Des actionnaires d'un établissement bancaire ont porté plainte et se sont constitués partie civile en dénonçant diverses infractions imputées à cet établissement.
A l'issue de l'information ouverte sur ces faits, cette société a été renvoyée devant le tribunal correctionnel du chef de diffusion d'information fausse ou trompeuse pour avoir répandu dans le public des informations fausses ou trompeuses sur les perspectives ou la situation d'un émetteur dont les titres sont négociés sur un marché réglementé, de nature à agir sur les cours.
Il lui était plus spécialement reproché d'avoir, en tant que société cotée, notamment diffusé ou fait diffuser un communiqué de presse en date du 25 novembre 2007 intitulé "Résultats au 30 septembre 2007", qui, d'une part, indiquait que les risques relatifs aux expositions indirectes qu'elle portait sur le subprime étaient "limités", terme de nature à induire le lecteur en erreur sur sa situation réelle d'exposition, d'autre part, minorait son exposition à la crise des subprimes d'au moins 1.234.000.000 € par la mention d'une exposition indirecte de 356.000.000 € à travers un portefeuille de produits structurés comportant une part de subprime (collaterized debt obligation of asset backed securities ou CDO d'ABS), alors qu'elle s'élevait, en réalité, à au moins 1.590.000.000 €, montages inclus, notamment en ne mentionnant pas les risques afférents aux opérations Ischus, Stack, Point Pleasant, NBS2 et à une partie de l'opération Odeon 1, et, enfin, mettait ainsi le public dans l'impossibilité d'anticiper la dégradation potentielle de ses résultats à venir.
La cour d'appel de Paris a estimé que les informations fausses ou trompeuses contenues dans le communiqué du 25 novembre 2007 avaient été de nature à agir sur les cours du titre.
Après avoir rappelé l'ensemble des données factuelles sur lesquelles il s'appuie, les juges du fond ont énoncé que les premiers juges avaient considéré à juste titre que l'ampleur des omissions dans ce communiqué, la revendication qui y était faite d'une exposition limitée au subprime, l'absence de mentions claires d'une exposition au niveau des conduits et la mise en avant de la faiblesse de l'exposition par rapport aux autres groupes français étaient de nature à influer sur le cours de l'action puisque les investisseurs avaient été faussement rassurés par un niveau de risque faible sur un secteur potentiellement sensible.

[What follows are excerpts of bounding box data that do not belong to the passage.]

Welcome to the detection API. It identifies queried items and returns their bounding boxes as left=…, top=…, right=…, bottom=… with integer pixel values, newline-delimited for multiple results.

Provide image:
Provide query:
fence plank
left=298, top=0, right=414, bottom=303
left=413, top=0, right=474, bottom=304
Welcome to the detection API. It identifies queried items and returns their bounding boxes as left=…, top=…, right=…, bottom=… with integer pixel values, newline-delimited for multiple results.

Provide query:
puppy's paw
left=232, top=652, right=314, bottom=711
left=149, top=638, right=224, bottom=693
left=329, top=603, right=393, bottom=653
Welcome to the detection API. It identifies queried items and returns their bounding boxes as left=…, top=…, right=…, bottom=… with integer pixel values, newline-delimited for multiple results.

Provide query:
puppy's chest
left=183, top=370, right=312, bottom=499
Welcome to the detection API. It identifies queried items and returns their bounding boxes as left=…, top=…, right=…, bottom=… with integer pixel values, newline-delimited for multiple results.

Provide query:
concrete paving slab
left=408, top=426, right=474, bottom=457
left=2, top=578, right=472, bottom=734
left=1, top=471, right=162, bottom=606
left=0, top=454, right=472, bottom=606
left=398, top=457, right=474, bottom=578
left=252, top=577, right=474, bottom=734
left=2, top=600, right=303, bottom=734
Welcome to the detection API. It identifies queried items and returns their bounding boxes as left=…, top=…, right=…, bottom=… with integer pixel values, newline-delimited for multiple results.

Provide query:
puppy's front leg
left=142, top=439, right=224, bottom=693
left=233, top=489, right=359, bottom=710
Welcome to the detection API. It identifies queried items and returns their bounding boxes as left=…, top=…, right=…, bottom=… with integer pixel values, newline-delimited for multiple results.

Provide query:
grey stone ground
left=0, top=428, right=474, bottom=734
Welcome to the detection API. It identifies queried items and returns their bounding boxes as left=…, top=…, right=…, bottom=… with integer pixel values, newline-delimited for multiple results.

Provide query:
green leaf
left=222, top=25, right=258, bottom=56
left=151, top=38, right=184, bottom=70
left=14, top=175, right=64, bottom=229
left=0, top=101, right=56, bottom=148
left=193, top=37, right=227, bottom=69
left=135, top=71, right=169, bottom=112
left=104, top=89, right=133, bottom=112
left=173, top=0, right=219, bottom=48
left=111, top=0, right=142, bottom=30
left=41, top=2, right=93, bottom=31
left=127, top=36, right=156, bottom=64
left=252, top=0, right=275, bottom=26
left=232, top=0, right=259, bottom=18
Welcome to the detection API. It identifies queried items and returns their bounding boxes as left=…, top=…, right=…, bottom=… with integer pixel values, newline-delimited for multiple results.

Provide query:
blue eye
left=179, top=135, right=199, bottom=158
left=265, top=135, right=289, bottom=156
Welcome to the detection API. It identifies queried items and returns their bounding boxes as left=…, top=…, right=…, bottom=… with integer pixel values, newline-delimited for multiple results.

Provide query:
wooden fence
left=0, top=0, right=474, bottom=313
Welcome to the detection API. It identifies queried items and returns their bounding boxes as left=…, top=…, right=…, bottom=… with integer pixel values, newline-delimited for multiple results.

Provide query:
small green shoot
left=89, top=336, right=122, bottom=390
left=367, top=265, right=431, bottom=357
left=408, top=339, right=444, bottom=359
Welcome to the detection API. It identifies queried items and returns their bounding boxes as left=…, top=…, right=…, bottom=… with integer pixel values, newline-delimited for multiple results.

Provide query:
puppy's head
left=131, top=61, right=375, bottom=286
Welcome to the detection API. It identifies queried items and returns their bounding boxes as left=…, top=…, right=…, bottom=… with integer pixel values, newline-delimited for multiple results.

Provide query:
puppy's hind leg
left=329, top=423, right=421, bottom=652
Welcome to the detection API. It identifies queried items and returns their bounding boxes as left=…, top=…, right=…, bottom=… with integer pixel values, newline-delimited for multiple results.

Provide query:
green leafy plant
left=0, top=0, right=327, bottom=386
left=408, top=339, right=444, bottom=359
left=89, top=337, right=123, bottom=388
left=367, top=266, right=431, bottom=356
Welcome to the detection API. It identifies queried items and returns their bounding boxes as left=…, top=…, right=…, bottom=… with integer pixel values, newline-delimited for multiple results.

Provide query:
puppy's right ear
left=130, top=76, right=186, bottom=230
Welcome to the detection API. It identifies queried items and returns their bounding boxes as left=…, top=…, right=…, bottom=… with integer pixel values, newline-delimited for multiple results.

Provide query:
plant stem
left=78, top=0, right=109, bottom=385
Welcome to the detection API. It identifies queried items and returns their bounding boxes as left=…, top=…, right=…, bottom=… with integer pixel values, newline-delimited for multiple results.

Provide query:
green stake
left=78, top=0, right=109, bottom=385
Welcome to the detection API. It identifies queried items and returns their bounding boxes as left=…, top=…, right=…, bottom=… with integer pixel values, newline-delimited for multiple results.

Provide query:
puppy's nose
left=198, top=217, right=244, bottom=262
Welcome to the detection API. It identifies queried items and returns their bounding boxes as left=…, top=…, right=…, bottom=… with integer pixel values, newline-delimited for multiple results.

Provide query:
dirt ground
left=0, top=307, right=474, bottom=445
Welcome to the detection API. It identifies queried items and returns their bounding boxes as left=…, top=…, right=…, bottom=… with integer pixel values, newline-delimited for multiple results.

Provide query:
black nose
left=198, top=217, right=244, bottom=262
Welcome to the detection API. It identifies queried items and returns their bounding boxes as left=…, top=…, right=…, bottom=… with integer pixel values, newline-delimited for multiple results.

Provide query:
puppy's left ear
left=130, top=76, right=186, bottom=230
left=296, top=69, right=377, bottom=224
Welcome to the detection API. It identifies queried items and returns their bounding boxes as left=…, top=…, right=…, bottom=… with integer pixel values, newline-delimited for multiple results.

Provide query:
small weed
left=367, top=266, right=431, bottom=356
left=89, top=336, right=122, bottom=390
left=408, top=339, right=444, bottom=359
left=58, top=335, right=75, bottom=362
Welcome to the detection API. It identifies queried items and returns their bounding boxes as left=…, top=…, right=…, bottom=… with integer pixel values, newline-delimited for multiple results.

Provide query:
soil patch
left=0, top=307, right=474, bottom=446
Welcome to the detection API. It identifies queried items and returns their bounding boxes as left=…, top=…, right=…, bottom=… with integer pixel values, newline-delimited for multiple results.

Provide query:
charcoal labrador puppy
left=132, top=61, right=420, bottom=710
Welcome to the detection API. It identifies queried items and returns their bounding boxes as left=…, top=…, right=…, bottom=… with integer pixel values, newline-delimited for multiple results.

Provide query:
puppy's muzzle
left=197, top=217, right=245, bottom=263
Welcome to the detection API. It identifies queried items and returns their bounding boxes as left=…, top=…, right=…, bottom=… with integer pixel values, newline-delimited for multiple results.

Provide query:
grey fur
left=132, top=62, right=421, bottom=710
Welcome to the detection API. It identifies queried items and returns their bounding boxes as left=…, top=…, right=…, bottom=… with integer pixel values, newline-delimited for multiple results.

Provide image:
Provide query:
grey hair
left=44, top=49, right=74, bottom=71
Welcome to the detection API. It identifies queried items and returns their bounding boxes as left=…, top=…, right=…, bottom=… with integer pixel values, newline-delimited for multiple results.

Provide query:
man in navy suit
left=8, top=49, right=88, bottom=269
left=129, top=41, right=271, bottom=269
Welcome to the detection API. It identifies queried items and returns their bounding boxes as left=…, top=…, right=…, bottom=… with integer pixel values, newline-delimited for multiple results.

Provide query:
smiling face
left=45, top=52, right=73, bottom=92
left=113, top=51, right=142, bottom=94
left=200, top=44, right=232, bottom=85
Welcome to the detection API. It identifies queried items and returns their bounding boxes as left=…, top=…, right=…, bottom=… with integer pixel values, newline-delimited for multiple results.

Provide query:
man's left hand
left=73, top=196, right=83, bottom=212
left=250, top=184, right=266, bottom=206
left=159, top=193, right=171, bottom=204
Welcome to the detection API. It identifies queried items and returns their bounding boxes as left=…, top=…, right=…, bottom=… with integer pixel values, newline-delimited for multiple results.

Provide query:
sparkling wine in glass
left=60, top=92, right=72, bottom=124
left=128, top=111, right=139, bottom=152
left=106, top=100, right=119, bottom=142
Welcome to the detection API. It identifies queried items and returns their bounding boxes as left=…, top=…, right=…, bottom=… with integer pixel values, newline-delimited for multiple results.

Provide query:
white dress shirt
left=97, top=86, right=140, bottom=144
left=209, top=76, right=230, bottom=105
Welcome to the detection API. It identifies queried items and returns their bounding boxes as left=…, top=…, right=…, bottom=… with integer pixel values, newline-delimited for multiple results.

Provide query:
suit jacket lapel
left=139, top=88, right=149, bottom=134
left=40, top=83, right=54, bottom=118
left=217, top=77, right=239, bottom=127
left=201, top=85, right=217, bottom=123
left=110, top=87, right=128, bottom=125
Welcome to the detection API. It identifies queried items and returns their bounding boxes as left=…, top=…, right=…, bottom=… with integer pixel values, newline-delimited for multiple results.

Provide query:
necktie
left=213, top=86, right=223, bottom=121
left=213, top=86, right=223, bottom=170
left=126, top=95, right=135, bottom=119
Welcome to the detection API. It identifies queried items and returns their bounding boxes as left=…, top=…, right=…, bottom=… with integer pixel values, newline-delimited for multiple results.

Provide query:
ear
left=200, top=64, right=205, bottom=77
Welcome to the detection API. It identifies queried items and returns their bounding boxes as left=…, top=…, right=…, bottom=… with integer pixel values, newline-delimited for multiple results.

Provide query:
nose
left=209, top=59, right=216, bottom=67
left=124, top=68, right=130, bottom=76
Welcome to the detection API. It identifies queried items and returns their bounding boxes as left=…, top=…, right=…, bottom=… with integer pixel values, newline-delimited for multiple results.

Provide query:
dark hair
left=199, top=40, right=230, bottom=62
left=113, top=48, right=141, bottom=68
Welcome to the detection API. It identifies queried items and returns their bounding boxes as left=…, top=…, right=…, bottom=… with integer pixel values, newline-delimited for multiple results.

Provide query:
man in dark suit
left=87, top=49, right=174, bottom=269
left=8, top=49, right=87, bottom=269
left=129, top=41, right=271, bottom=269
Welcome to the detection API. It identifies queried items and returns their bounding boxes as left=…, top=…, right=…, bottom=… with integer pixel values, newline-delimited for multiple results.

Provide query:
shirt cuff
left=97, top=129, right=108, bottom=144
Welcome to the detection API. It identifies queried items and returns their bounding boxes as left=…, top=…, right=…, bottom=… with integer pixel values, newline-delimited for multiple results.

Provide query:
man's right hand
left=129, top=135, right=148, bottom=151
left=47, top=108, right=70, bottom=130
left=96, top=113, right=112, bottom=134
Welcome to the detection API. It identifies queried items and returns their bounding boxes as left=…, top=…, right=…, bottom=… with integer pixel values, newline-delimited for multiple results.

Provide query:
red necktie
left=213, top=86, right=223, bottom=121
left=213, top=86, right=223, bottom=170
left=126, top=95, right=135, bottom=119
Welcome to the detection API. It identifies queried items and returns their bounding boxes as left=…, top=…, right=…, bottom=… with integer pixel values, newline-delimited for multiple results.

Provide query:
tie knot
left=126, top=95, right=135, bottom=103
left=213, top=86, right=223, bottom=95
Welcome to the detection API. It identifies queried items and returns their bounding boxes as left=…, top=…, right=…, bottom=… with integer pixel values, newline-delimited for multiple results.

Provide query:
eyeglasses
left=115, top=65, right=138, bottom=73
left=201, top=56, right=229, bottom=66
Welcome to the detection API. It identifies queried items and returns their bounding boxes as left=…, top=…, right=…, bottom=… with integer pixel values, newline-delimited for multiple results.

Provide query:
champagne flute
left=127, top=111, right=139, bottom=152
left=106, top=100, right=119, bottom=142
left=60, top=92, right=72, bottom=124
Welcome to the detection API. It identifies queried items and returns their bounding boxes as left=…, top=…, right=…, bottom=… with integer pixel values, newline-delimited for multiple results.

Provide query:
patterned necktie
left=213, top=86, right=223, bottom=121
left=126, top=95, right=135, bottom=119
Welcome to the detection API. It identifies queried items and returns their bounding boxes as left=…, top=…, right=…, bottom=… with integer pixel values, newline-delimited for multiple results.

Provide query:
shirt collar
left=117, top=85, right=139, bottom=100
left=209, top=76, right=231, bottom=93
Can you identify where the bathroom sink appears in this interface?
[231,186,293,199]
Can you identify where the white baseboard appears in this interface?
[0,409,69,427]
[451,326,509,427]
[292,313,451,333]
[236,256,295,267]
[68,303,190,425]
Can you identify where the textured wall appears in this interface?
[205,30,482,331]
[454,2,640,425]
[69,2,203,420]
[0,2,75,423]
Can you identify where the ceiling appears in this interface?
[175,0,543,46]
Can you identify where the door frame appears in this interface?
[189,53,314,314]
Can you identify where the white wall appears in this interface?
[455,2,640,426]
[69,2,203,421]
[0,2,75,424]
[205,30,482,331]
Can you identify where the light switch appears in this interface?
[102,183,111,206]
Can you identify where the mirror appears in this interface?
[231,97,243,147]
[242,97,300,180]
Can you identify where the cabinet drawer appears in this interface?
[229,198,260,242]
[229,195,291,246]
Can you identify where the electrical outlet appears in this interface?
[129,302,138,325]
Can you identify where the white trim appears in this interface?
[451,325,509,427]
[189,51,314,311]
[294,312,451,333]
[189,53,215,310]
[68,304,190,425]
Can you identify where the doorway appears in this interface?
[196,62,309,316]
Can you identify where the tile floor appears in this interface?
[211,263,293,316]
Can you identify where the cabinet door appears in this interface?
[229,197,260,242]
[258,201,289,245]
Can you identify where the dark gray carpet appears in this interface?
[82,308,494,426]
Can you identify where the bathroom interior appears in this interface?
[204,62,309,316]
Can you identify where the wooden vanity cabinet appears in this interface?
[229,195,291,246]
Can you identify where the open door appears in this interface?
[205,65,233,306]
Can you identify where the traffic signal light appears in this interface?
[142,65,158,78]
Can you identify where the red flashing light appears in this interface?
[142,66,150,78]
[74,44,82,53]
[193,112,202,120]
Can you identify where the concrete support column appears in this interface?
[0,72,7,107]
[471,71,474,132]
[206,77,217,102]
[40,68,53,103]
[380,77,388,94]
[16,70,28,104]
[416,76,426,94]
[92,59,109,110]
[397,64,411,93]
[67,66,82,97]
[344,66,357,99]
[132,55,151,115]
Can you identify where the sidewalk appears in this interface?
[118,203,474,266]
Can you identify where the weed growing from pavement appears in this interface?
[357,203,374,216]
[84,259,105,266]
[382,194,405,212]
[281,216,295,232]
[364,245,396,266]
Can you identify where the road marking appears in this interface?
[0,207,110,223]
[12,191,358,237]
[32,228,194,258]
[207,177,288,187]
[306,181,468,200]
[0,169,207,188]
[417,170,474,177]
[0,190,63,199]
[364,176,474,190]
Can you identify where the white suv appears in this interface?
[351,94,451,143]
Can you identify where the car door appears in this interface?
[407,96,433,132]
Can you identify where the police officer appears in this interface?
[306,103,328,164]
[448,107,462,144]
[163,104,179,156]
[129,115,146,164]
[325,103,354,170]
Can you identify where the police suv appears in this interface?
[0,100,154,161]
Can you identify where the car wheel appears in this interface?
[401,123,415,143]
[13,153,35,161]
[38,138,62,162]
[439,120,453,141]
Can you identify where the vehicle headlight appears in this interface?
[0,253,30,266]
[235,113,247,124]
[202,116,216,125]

Les juges ajoutent que le communiqué du 25 novembre dont l'objectif était, tant par sa présentation que par les montants en jeu, de rendre crédible un risque subprime "limité" avait atteint son but puisqu'aucun analyste n'avait perçu un risque majeur ou dégradé fortement sa recommandation, l'évolution du cours reflétant, dans un marché baissier, un attentisme souligné par l'Autorité des marchés financiers (AMF).
Ils ont précisé qu'à l'inverse, le communiqué du 14 février 2008 avait permis au marché de prendre conscience de l'ampleur et de la profondeur des risques subprime de la banque et que, si la dégradation de ses résultats alors constatée découlait d'une dégradation continue du marché du subprime, ce phénomène était prévisible et que la fausseté de l'information contenue dans le communiqué du 25 novembre en avait retardé la prise de conscience.
Pour les juges du fond, si la banque n'avait pas drastiquement minoré ses encours et présenté sa situation avec une plus grande prudence, le marché aurait nécessairement réagi différemment.
Ils en ont conclu que, comme l'avaient analysé les premiers juges et l'AMF, la fausseté de l'information du communiqué du 25 novembre avait eu un impact sur le cours de bourse.
Dans un arrêt du 4 février 2026 (pourvoi n° 24-84.091), la Cour de cassation rejette le pourvoi en considérant que la cour d'appel :
- n'avait pas à rechercher si l'information dont elle avait constaté la fausseté avait eu un effet déterminant sur l'évolution des cours, les dispositions de l'article 465-2 du code monétaire et financier n'exigeant pas la caractérisation d'une telle circonstance ;
- a, sans insuffisance ni contradiction, mis en évidence que l'information en cause avait été de nature à agir sur les cours ;
- a, au surplus, suffisamment mis en évidence qu'en l'espèce, le marché aurait réagi différemment si l'information communiquée n'avait pas été fausse ou trompeuse, en constatant que cette dernière avait retardé l'appréciation du marché sur une évolution économique prévisible et qui s'est ultérieurement réalisée.